# Where is Best Place to Buy Bulk Photo Paper ?



## Curt37 (Jan 26, 2011)

Hi All  
Im new to the forum. Photography has been a hobby of mine since i was 14 when my father who was a professional photographer started teaching me . It's an off and on hobby of mine now when the mood hits me i guess you can say.. 
Another hobby of mine is creating vintage and custom replica boxes for toys. I use photoshop CS2 to create the box layouts from scratch , and i photograph the actual toy images for the boxes as well.. I go through a ton of glossy photo paper with this hobby and it gets pretty expencive.. So im wondering if anyone knows of a online store or ebay seller that sells good to high quality glossy 8.5x11 photopaper in bulk amounts. I seen a few sellers on ebay selling like 500 " high quality " sheets for around 50$ plus shipping.. But i have had some bad experiences with cheap paper and i dont want to make that mistake again with a 500 sheet order lol.. Im looking for paper with hopefully some kind of UV coating to prevent fading as well. Right now i spray my prints with a UV protection spray but i would love it if i could find a paper that already has it..
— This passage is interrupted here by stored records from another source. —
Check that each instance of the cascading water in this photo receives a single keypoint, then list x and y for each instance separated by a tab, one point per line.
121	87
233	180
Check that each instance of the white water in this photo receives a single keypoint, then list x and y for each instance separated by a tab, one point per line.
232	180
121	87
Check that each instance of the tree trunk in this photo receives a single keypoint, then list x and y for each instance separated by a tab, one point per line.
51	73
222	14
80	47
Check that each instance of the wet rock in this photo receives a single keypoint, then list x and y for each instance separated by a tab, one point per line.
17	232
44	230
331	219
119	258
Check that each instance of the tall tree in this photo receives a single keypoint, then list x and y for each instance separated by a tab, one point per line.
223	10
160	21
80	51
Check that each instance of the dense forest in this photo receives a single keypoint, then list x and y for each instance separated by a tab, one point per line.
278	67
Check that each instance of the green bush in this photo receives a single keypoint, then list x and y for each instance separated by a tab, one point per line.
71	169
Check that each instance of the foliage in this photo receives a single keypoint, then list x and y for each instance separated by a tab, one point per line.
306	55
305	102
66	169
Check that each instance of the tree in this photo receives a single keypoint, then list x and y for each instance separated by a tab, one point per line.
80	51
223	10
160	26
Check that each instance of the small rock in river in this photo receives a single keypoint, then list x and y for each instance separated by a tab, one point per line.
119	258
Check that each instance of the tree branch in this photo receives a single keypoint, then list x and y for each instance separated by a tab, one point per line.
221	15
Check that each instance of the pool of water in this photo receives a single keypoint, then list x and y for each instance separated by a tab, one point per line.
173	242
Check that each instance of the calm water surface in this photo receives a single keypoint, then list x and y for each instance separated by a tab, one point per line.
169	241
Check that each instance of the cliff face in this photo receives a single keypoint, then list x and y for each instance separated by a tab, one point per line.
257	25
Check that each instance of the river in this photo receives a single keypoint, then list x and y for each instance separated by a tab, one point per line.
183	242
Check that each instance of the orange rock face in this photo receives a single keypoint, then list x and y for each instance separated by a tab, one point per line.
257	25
So the things im looking for in the paper are 

Good to high quality 8.5 x 11 High Gloss or Normal Glossy paper 
Cheap price for bulk order of 200 sheets or so at a time 
UV coating if possible so nothing fades over time
Edges that wont flake when cut and wont crack when folded 

I think thats about it . So if anyone could point me in the direction to a good site or ebay seller that has some or all of what im looking for in a paper i would be greatful 

Thank you all in advance for the help  
-Curt


----------